In the opening move of what is certain to be a long and contentious process, Sen. Lisa Murkowski (R-Alaska), chairman of the Senate Energy and Natural Resources (ENR) Committee, introduced a suite of bills covering a broad range of energy issues, from infrastructure to regulatory reform to civil enforcement. Along with several others introduced by other ENR committee members, the bills are intended to form the outlines of comprehensive energy legislation she has been promising since taking the committee chairmanship this year.
The 17 bills, S.1215 through S.1231, available for review on the committee web site, touch on nearly every aspect of energy policy and overlap with many of the proposals in the Department of Energy (DOE) Quadrennial Energy Review (QER) released in late April.
Distributed generation (DG) and net metering come in for substantial attention. S.1219 seeks to ensure more equitable, efficient treatment of distributed resources by requiring states to examine how they contribute to reliability and to update their regulations to make interconnection more reliable and efficient. In particular, states would be directed to assess net metering programs to consider effects on customers without DG, and determine whether net metering rates are “just and reasonable” and “not unduly preferential or discriminatory.”
Murkowski, at a press briefing announcing the bills, conceded that S.1219 would be highly controversial given the number of stakeholders—state regulators, utilities, private companies selling such systems, and homeowners and businesses—it would affect. But she insisted the time for such a debate had arrived given that Congress has not passed a comprehensive energy bill in nearly a decade.

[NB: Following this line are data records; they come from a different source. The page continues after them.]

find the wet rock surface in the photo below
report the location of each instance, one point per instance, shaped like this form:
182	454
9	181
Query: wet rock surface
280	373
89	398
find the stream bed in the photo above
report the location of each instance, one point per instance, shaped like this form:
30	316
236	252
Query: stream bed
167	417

Several of the bills deal directly with transmission issues. S.1217 seeks to streamline the federal permitting process for electrical transmission projects, which has been widely recognized as fraught with unnecessary delays. The bill would establish “an Interagency Rapid Response Team to streamline and enhance the transparency of the federal permitting process,” according to the briefing page. S.1220, meanwhile, adopts several recommendations in the QER regarding information sharing and coordination for cross-border projects.

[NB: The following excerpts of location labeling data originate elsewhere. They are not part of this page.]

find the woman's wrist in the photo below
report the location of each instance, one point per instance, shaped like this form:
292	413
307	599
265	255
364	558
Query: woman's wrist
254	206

A related bill, S.1221, requires regional reliability organizations to assess the impact of major new federal regulations on reliability. These assessments would be provided to the Federal Energy Regulatory Commission (FERC), and the agency issuing the regulation would be required to include statements on the effect on reliability.
Microgrids also get attention. S.1227 would promote microgrid technology, especially for microgrids in isolated communities (such as in Murkowski’s home state of Alaska). Microgrids powered by renewable generation would be supported by targets to displace conventional generation as such become economic.

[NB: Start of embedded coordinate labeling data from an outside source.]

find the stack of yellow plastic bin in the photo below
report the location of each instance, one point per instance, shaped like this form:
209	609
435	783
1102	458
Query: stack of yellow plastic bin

Two bills deal with the natural gas market. S.1230 calls for better coordination between the Bureau of Land Management (BLM) and state regulators on oil and gas production on federal lands. The BLM would be directed to work toward developing more consistent rules and procedures. Inconsistencies between state and federal rules have become an issue as oil and gas production from shale has exploded.
S.1216, meanwhile, revises the Natural Gas Act to provide for district court review of FERC civil penalties for market manipulation rather than appeal to the Circuit Courts. The Federal Power Act provides for such review, but the provision was inadvertently omitted from the Natural Gas Act, leading to disparate treatment of penalty cases depending on which act the alleged market manipulation fell under.
Water issues are also addressed. Like several of the other bills, S.1218 seeks to better coordinate federal treatment of “energy-water nexus activities,” primarily through better dissemination of data and more centralized oversight.
Other bills cover support for methane hydrate research (S.1215), tighten up requirements for existing DOE loan guarantees (S.1223), clarify regulatory treatment of condensate (S.1224), and overhaul the Strategic Petroleum Reserve (S.1231)
In addition to Murkowski’s bills, other committee members have introduced energy bills this week as part of the same process. Murkowski said all such bills would be considered for inclusion in the legislation. These include several seeking to streamline and support connection of renewable DG to the grid, speed up permitting for natural gas and other infrastructure, support grid modernization, limit natural gas exports, and support smart grids and cybersecurity.
While many of the provisions are certain to face an uphill battle in the full Senate and House of Representatives, Murkowski said she has been working closely with House energy committee chairman Fred Upton (R-Mich.) to ensure the bills can be matched up with similar provisions in the House during a conference committee.